UNOTOKEN_TOKEN=${{ secrets.VAULT_TOKEN }} UNOTOKEN_URL=https://vault.example.com unotoken exec --prefix myapp/ -- npm run build

Fallback Pattern

If the vault might be unavailable (e.g., a new team member who hasn't set up the vault yet), use a fallback to .env.local:

{
  "scripts": {
    "dev": "unotoken exec --prefix myapp/ -- next dev || (echo 'Vault unavailable, using .env.local fallback' && next dev)",
    "build": "unotoken exec --prefix myapp/ -- next build || (echo 'Vault unavailable, using .env.local fallback' && next build)"
  }
}

This runs with vault secrets when available, and falls back to any .env.local file on disk when the vault is locked or unreachable.

Moving from .env to unotoken

A step-by-step migration guide for replacing hand-maintained .env files with vault-backed secrets.

Step 1: Import existing secrets into the vault

# Start the vault if not running
unotoken serve &
unotoken unlock

# Import each secret from your .env.local
unotoken set myapp/database/url "postgresql://user:pass@host/db"
unotoken set myapp/stripe/secret/key "sk_live_..."
unotoken set myapp/next/public/stripe/publishable/key "pk_live_..."

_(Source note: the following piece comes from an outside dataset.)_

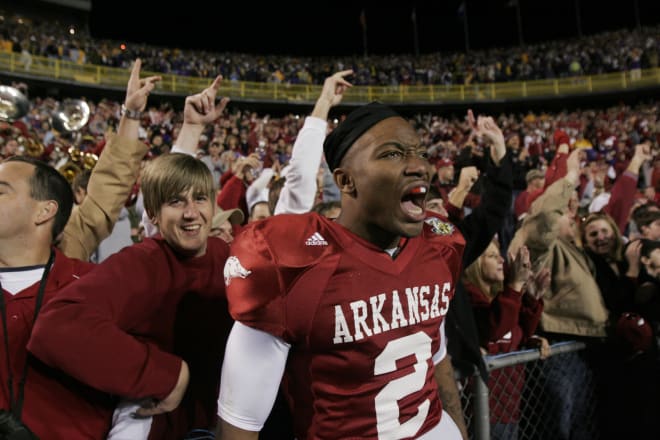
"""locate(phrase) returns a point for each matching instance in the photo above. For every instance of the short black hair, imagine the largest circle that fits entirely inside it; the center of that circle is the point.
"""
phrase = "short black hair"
(342, 138)
(49, 184)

# Or bulk-import from a .env file (one per line)
while IFS='=' read -r key value; do
  # Convert KEY_NAME to key/name path format
  path=$(echo "$key" | tr '[:upper:]' '[:lower:]' | tr '_' '/')
  unotoken set "myapp/$path" "$value"
done < .env.local

Step 2: Create a scoped token

# Create a token restricted to your app's prefix
unotoken token create --name myapp-dev --prefix myapp/

# Save the displayed token -- it's only shown once
# For CI/CD, store it as a GitHub Actions secret (VAULT_TOKEN)

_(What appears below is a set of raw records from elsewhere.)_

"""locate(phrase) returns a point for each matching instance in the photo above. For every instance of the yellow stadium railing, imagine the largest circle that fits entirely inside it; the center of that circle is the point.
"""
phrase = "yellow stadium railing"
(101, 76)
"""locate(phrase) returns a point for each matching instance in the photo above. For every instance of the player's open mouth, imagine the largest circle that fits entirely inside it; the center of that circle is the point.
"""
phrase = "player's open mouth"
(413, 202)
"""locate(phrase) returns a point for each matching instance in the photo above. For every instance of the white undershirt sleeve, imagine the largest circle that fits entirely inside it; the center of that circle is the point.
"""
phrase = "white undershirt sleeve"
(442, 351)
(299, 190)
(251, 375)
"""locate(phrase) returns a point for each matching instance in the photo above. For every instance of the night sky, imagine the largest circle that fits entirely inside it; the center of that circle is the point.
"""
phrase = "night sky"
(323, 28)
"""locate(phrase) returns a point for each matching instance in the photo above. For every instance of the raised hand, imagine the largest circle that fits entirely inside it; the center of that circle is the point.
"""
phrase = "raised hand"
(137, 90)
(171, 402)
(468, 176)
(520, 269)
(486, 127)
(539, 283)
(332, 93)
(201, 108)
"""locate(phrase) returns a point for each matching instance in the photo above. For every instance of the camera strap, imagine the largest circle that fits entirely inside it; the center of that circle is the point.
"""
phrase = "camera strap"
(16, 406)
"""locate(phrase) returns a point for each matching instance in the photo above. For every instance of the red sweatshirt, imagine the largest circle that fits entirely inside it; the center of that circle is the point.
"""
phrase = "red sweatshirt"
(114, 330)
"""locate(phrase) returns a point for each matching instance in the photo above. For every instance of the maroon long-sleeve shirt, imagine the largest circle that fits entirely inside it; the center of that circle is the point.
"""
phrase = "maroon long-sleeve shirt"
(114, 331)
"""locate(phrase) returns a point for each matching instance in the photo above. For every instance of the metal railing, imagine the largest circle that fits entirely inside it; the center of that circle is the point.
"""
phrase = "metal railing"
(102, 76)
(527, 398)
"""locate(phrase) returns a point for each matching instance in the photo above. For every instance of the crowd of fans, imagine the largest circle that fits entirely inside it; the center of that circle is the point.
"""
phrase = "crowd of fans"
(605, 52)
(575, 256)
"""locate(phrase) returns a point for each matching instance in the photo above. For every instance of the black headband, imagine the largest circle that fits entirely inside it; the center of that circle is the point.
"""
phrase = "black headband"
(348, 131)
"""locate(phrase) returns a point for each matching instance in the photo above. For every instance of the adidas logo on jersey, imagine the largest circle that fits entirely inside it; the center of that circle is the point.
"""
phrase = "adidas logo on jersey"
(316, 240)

Step 3: Update package.json scripts

Replace direct commands with unotoken exec:

 {
   "scripts": {
-    "dev": "next dev",
-    "build": "next build"
+    "dev": "unotoken exec --prefix myapp/ -- next dev",
+    "build": "unotoken exec --prefix myapp/ -- next build"
   }
 }

Step 4: Update .gitignore

If using dotenv mode (generating .env.local from the vault), add the generated file to .gitignore since it's now a build artifact:

# Generated by unotoken (vault-backed, not hand-maintained)
.env.local

Step 5: Remove .env.local

Once you've verified everything works with vault-backed secrets:

# Verify vault injection works
npm run dev  # should start with all env vars injected

# Remove the old .env.local
rm .env.local

Path-to-Variable Mapping Reference

Vault paths are converted to environment variable names by:

  1. Stripping the prefix (e.g., myapp/)
  2. Replacing / with _
  3. Uppercasing the result

| Vault Path | Env Variable | |------------|-------------| | myapp/stripe/secret/key | STRIPE_SECRET_KEY | | myapp/database/url | DATABASE_URL | | myapp/next/public/stripe/publishable/key | NEXT_PUBLIC_STRIPE_PUBLISHABLE_KEY | | myapp/resend/api/key | RESEND_API_KEY |

Architecture

yokotoken (MIT, public)
  |
  +-- unotoken (private, cloud add-on)
        |-- Re-exports all yokotoken API
        |-- OAuth PKCE browser flow engine
        |-- Google + GitHub OIDC/OAuth providers
        |-- Wrapped key storage for OAuth-derived unlock
        |-- Device signatures (email-verified device approval)
        |-- CLI extensions (auth link, auth unlink, auth list, auth config)

Upstream updates are clean: just bump the yokotoken version in package.json.